Starting point is 00:02:50 And I wanted it to be compatible with the entire Kafka ecosystem. And so I wrote Red Panda, the storage engine, before I even decided to build the company. And so the interesting piece, to share the context of the numbers is that about 40% of our customers are experts of streaming engines. And so they're either Kafka migrations or Pulsar migrations or some other classical technology like that. But what turns out is that the way we built Red Panda, which was a single binary, has no external dependencies on Zookeeper
Starting point is 00:03:25 or Schema Registry or HTTP proxy, all that, allowed us to onboard net new users to streaming, people that had never even heard about what streaming is because they didn't feel that sort of, I guess, emotionally empowered to go and tackle some of these problems. And so anyways, with that context, when we released Red Panda was at first closed source. And in late 2020, yeah, late 2020,
Starting point is 00:03:57 we made a source available and it's under the same license as CockroachDB. We actually took inspiration from them, which means for the first four years, we're the only company that is allowed to host Red Panda as a service. And after that, it becomes permissively licensed Apache too. And then in 2021, we really started probably with hundreds of customers. By the middle of the year, we were in the thousands of customers, several thousands of customers.

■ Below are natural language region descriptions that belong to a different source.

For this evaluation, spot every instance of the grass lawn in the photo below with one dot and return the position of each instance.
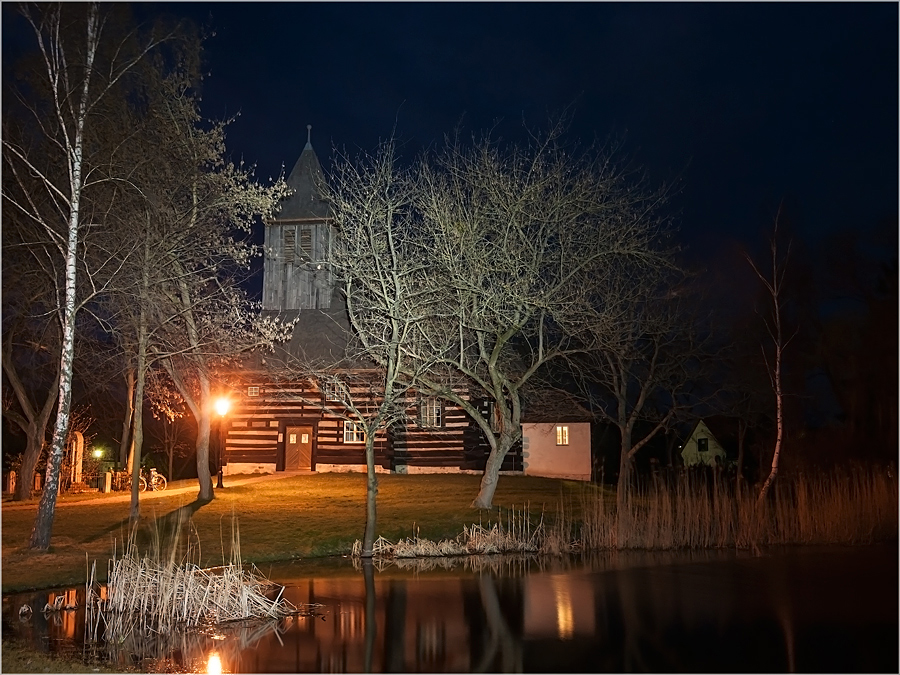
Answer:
(305, 516)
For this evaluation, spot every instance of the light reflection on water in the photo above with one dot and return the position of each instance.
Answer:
(805, 609)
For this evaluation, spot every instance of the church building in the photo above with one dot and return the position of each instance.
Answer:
(280, 422)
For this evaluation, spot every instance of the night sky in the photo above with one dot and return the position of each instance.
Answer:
(740, 105)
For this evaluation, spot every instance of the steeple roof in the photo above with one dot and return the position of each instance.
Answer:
(305, 202)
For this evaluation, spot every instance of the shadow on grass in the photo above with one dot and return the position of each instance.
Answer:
(157, 531)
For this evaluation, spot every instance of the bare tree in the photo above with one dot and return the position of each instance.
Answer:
(525, 245)
(380, 264)
(76, 73)
(29, 342)
(180, 306)
(652, 364)
(773, 281)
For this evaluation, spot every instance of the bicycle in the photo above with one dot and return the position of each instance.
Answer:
(156, 482)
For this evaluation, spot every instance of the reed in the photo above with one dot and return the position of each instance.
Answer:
(855, 505)
(518, 535)
(165, 592)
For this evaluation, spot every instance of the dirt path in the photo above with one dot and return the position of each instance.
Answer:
(149, 496)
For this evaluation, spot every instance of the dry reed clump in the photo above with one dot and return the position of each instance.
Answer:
(851, 506)
(856, 505)
(161, 595)
(518, 536)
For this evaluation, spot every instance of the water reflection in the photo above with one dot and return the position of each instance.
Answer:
(806, 610)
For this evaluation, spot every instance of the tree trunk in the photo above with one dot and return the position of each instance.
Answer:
(33, 449)
(138, 437)
(140, 381)
(626, 469)
(742, 435)
(32, 422)
(43, 523)
(371, 496)
(203, 435)
(485, 497)
(125, 445)
(779, 414)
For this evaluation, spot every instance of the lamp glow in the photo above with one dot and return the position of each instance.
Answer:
(222, 406)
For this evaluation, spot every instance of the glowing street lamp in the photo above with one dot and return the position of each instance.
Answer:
(222, 406)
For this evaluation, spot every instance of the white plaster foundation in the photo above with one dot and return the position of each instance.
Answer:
(247, 467)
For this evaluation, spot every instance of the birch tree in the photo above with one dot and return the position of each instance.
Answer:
(773, 282)
(76, 73)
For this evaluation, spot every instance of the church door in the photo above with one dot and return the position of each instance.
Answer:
(298, 448)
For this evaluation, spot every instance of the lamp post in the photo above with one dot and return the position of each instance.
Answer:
(222, 406)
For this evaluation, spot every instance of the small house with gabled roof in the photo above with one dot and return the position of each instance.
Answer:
(702, 448)
(556, 437)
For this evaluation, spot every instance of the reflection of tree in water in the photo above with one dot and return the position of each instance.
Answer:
(187, 650)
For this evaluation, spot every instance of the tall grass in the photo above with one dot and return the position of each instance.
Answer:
(856, 505)
(166, 590)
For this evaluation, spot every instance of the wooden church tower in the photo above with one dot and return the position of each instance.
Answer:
(295, 273)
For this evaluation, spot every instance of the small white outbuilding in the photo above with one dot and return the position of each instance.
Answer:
(556, 439)
(702, 449)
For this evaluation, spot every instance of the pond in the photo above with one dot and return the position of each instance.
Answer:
(799, 609)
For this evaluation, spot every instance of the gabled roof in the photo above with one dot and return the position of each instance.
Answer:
(305, 178)
(722, 429)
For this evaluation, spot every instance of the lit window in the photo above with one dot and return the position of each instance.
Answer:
(334, 390)
(290, 238)
(306, 243)
(494, 417)
(430, 412)
(354, 432)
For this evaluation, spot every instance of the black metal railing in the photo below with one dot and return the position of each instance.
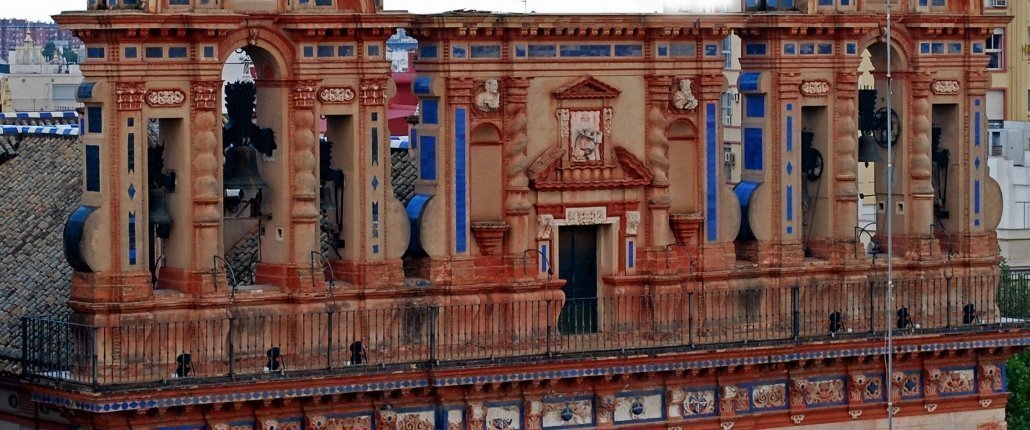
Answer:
(254, 342)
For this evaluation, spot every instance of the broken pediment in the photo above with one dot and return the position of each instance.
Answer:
(586, 88)
(548, 172)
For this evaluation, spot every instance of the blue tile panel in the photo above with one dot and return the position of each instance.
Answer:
(430, 51)
(755, 104)
(505, 375)
(132, 238)
(629, 51)
(543, 51)
(460, 182)
(427, 157)
(976, 126)
(749, 81)
(790, 132)
(178, 52)
(487, 51)
(543, 259)
(431, 111)
(712, 173)
(421, 86)
(682, 50)
(755, 50)
(131, 153)
(95, 119)
(790, 203)
(93, 168)
(753, 149)
(586, 51)
(375, 145)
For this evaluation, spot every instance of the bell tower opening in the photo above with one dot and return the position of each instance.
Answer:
(252, 205)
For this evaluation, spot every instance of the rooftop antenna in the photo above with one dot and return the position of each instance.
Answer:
(890, 231)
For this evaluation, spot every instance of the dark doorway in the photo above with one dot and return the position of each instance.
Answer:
(578, 265)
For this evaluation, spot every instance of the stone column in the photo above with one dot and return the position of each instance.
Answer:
(845, 167)
(521, 231)
(658, 232)
(919, 215)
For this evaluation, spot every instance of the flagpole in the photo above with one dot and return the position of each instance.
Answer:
(890, 230)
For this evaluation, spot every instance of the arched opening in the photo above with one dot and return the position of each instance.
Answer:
(254, 205)
(684, 167)
(873, 157)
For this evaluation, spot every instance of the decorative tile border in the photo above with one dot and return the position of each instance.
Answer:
(509, 377)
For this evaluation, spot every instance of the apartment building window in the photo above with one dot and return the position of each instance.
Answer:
(995, 50)
(727, 108)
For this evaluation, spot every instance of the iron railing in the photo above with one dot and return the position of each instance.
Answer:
(256, 342)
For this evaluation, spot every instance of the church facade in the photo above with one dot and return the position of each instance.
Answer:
(571, 254)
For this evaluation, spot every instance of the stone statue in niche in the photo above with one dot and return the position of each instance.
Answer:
(683, 97)
(489, 99)
(586, 136)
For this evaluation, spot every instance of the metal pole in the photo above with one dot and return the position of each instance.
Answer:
(890, 229)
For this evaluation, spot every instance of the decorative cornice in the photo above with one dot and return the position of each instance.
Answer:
(130, 95)
(302, 94)
(165, 98)
(941, 87)
(815, 88)
(336, 95)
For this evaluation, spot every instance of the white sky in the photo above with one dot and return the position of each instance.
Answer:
(42, 9)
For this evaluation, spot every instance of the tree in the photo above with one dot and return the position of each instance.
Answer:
(70, 56)
(1018, 408)
(48, 51)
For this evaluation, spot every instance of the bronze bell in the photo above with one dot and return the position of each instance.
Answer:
(867, 152)
(327, 199)
(242, 173)
(158, 213)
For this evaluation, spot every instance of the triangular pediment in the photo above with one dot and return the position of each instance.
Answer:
(548, 172)
(586, 88)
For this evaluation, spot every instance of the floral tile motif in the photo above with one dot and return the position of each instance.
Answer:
(769, 396)
(825, 392)
(568, 412)
(696, 403)
(639, 406)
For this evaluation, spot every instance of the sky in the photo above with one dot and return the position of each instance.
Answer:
(42, 9)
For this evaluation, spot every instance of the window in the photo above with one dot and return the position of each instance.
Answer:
(995, 50)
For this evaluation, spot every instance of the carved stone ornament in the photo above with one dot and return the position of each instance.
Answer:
(165, 98)
(632, 222)
(130, 95)
(303, 94)
(489, 99)
(336, 95)
(585, 216)
(545, 225)
(815, 88)
(683, 96)
(562, 116)
(945, 87)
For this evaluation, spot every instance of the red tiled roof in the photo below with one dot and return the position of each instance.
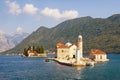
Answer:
(60, 45)
(97, 51)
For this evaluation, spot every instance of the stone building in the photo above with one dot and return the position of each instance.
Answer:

Starting point is 00:04:29 And we ended the year in hundreds of thousands of Red Panda clusters coming alive. So it's felt like every nut and bolt rattled as we started to take off. And then with people too, we started last year with a little bit less than 20 and we ended with 60. And so it's been incredible growth over the last year. And I guess on the customer front to contextualize some of our listeners is that we, you know, really to my surprise, at first I thought we were going to just capture the Kafka experts and, you experts and classical Kafka migrations, but these new kind of users to Red Panda, net new users to streaming, really opened up a bunch of doors. And so with that, we were able to send Red Panda into suborbital, which I find the coolest
Starting point is 00:05:18 use case. It is a Red Panda process sitting in a satellite somewhere in orbit. So IoT, we also help oil and gas pipelines to measure the jitter. And so when you're shipping crude, the pipelines need to be monitored for actual physical jitter of the pipeline in case it blows up physically. And then, but also the classical, you know, fintech and gaming companies and ad tech and kind of web 2.0, like Snapchat is a, Zenly from Snapchat is a public example and Alpaca, which is a startup in the FinTech space. So anyway, so what we actually saw was sort of tremendous growth in just about every vertical. So it makes it kind of hard to explain to just like, oh, it's only one particular vertical. It's more about use case.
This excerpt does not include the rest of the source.